President Obama rightly called for the ‘super-committee’ to go beyond its $1.5 trillion goal and find even more long-term deficit reduction. The President made a commitment to pay for the policies he proposed and put forward a detailed deficit reduction plan, which is a necessary ingredient in any effort to improve our economy. Everyone who has an interest in America’s economic health looks forward to hearing the President’s specific recommendations for addressing our long-term fiscal challenges.

Especially anyone on Pete Peterson’s payroll.

And this is the danger, the follow-on to the American Jobs Act. As Jon Walker reported, there are signs of support for raising the Medicare retirement age coming from a variety of corners, including the American Hospital Association, who are trying to save themselves from trigger cuts on reimbursement rates by sticking it to 65 and 66 year-olds. The report from Ways and Means Committee Democrats that included raising the eligibility age as an option is bad news too.

But there are other troubling signs. The New York Times declares the subject dead and buried and moves on to the mechanics rather than the question of whether we should slash the safety net at all.

In the presidential race, Gov. Rick Perry of Texas, the Republican front-runner of the moment, took the debate over entitlements to a level never before seen from a major candidate, calling for the end of all three programs as currently structured.

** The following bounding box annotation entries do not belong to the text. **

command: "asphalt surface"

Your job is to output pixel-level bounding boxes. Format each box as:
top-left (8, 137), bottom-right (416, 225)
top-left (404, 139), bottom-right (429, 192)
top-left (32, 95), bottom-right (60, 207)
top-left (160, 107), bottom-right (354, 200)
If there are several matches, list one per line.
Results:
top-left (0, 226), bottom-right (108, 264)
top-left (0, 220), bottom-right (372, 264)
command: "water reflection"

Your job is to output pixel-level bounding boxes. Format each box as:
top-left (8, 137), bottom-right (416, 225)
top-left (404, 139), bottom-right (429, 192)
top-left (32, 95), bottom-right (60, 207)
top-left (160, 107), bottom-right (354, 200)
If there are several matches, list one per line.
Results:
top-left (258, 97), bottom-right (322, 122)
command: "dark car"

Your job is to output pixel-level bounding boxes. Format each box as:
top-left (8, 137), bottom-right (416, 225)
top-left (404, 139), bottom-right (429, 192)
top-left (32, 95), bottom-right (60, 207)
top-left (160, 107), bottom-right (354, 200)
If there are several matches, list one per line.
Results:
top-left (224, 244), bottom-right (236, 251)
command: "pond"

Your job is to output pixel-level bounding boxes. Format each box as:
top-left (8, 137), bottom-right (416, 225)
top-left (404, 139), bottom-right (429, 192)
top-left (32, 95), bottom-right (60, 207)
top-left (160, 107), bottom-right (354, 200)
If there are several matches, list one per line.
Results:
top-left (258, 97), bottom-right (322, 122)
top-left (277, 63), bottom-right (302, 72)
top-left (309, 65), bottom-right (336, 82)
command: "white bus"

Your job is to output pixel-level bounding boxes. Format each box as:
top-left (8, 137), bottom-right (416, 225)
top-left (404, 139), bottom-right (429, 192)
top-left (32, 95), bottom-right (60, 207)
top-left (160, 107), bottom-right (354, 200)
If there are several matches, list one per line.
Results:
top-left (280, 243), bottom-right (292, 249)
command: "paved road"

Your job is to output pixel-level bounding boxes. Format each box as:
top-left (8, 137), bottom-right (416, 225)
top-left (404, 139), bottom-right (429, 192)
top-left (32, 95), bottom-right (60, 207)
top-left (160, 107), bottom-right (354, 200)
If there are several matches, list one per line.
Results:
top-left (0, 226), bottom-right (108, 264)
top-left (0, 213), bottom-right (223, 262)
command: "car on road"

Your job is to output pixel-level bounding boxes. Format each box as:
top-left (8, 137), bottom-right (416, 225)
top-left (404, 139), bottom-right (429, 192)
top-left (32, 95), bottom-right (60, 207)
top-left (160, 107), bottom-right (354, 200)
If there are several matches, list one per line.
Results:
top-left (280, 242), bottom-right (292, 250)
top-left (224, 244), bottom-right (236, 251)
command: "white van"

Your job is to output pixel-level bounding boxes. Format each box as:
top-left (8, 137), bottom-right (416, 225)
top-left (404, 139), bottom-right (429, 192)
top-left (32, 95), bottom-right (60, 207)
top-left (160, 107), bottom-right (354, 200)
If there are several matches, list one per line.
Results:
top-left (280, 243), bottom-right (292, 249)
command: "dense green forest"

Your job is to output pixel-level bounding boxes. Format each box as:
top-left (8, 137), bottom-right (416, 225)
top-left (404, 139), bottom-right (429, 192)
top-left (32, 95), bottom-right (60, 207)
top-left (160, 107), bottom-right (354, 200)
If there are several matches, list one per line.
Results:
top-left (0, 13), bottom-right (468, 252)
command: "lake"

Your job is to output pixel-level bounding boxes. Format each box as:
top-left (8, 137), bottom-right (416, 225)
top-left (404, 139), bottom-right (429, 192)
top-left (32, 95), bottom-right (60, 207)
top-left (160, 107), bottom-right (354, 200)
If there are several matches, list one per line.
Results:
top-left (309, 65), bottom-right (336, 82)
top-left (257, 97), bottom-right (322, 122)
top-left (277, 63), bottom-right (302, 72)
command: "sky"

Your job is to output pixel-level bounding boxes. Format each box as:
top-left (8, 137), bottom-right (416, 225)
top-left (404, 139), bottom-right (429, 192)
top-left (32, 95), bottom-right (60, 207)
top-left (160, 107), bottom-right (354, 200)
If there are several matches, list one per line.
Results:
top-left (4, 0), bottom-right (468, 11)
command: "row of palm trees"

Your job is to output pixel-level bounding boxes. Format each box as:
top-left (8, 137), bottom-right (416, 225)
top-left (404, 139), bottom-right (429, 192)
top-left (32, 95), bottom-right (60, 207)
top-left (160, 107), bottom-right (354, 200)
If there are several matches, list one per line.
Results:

In his debate with Republican rivals Wednesday, he amplified his claims that Social Security is a Ponzi scheme and a “monstrous lie” to younger Americans counting on the money for retirement. On Thursday, he circulated similar past criticisms from his chief rival, Mitt Romney, who defended Social Security in the debate.

At the same time, Republicans and Democrats on Capitol Hill expressed a willingness to wring savings from the long-untouchable programs during the first meeting of the special committee that is charged with recommending $1.5 trillion in deficit reductions over the decade. Then President Obama, in his address to a joint session of Congress on spurring job creation, reiterated his call for a plan reducing long-term debt with both changes in entitlement programs and taxes from the wealthy.

Along with this elite rubber stamp on the entitlement cuts agenda, there have apparently been some secret meetings on deficit reduction among a couple dozen Senators:

More than two dozen senators from both parties met privately this week to revive hopes of a grand debt-cutting bargain — exploring how to push the newly formed debt “supercommittee” to find far more than its assigned goal of $1.5 trillion in deficit reductions.

The senators want at least $3 trillion slashed from the deficit over the next decade. In addition, they plan to press the committee to pass a major tax overhaul to lower rates and close special-interest loopholes, as well as changes to entitlement programs such as Medicare, according to several participants [...]

“I don’t think I’m speaking out of school that it was a unanimous feeling among a large group of senators from both sides of the aisle,” said Sen. Bob Corker (R-Tenn.), one of the meeting participants. “Most people are far more focused on this supercommittee than any speech the president’s going to give.”

So for all the talk one day after the jobs speech of a pivot, if on September 19 the President endorses serious safety net cuts, and if that becomes the topic du jour throughout the rest of the month in Washington, the pivot will pivot right back. And instead of a monomaniacal focus on jobs, the Democratic coalition will split apart again, with many desperately focused on saving the meager American safety net.